05 agosto 2008

«Ma in Italia venne snobbato»

Intervista di Andrea Lavazza a Vittorio Strada
Parla il grande slavista: l’egemonia culturale della sinistra impedì che la sua opera, negli anni Settanta, producesse l’effetto dirompente che ebbe in Francia. «Fu un uomo di profonda e autentica fede, per lui il cristianesimo ortodosso doveva rigenerare la società russa, devastata da 70 anni di regime»
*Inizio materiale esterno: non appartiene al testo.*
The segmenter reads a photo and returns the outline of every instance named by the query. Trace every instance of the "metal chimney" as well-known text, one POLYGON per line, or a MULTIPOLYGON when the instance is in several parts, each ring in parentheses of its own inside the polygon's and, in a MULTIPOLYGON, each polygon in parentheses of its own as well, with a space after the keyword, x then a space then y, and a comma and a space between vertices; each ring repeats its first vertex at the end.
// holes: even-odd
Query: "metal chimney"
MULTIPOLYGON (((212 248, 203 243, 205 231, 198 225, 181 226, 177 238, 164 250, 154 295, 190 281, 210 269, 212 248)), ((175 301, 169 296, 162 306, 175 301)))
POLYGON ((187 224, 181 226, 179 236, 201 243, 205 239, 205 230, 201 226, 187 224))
« Servirebbe un’autocritica di tanta parte della cultura italiana, che consapevolmente non diede risonanza alle rivelazioni sul Gulag fatta da Solzhenitsyn » . Vittorio Strada, slavista insigne, grande conoscitore dello scrittore russo, autore del recente Etica del Terrore. Da Fiodor Dostoevskij a Thomas Mann ( Liberal edizioni), non esita a definire scarsa e debole la recezione nel nostro Paese dell’opera del pensatore scomparso.
Perché l’effetto che Arcipelago Gulag ebbe, ad esempio, in Francia non si ripeté in Italia?
A Parigi l’opera provocò un movimento dirompente, sia nell’élite culturale sia nel grande pubblico: negli anni Settanta del Novecento liberò molte menti ancora prigioniere dell’ideologia comunista. Da noi, l’egemonia culturale del Pci era più sottile e penetrante, tanto che la sottovalutazione o addirittura il rifiuto della sua denuncia avvenne anche da parte di personalità che dal partito si erano staccate, come accadde per il gruppo del manifesto.
Prevalse il pregiudizio favorevole al marxismo- leninismo, che l’opera di Solzhenitsyn metteva sul banco degli imputati. Anzi, non furono pochi coloro che lo accusarono di nostalgie zariste, quando non fasciste, e gli rimproverarono posizioni reazionarie e antisemite.
Il suo recente avvicinamento a Putin potrebbe far pensare a simpatie nazionalistiche e autoritarie...
Bisogna distinguere. Oggi, in Russia, il nazionalismo è il sentimento dominante, nella società come nelle stanze del potere. Ce n’è una forma etnica ( « la Russia ai russi » ), suicida in un Paese multinazionale; e una forma neo- imperiale, venata di rimpianti per l’epoca di potenza staliniana. Solzhenitsyn era totalmente immune da entrambe. La propaganda del Cremlino ha invece creato il mito di un suo appoggio totale all’ex presidente. La preoccupazione dello scrittore patriota era per l’identità nazionale, si interrogava sul problema della sua definizione e ricostruzione. Non possiamo dimenticare che la Russia ha vissuto nel Novecento il crollo di due imperi: quello zarista e quello comunista. I rapporti con le altre etnie, la ' perdita' dell’Ucraina – che per Putin è uno smacco politico, per Solzhenitsyn uno smacco morale – sono importanti temi di riflessione, così come la convivenza con la componente islamica.
Che ruolo ebbe il cristianesimo ortodosso nella vita di Solzhenitsyn?
Fu un autentico uomo di fede profonda e autentica, un credente che considerava il cristianesimo parte integrante della civiltà russa, una componente fondamentale che il comunismo aveva cercato di estirpare. Solzhenitsyn pensava che dal cristianesimo ortodosso fosse necessario partire per la ricostruzione della società russa, devastata da 70 anni di regime. La rinascita del Paese, a suo avviso, non poteva che cominciare dalla rinascita morale, di fronte allo spettacolo dei super- ricchi incuranti del resto della popolazione in miseria, della corruzione, della criminalità.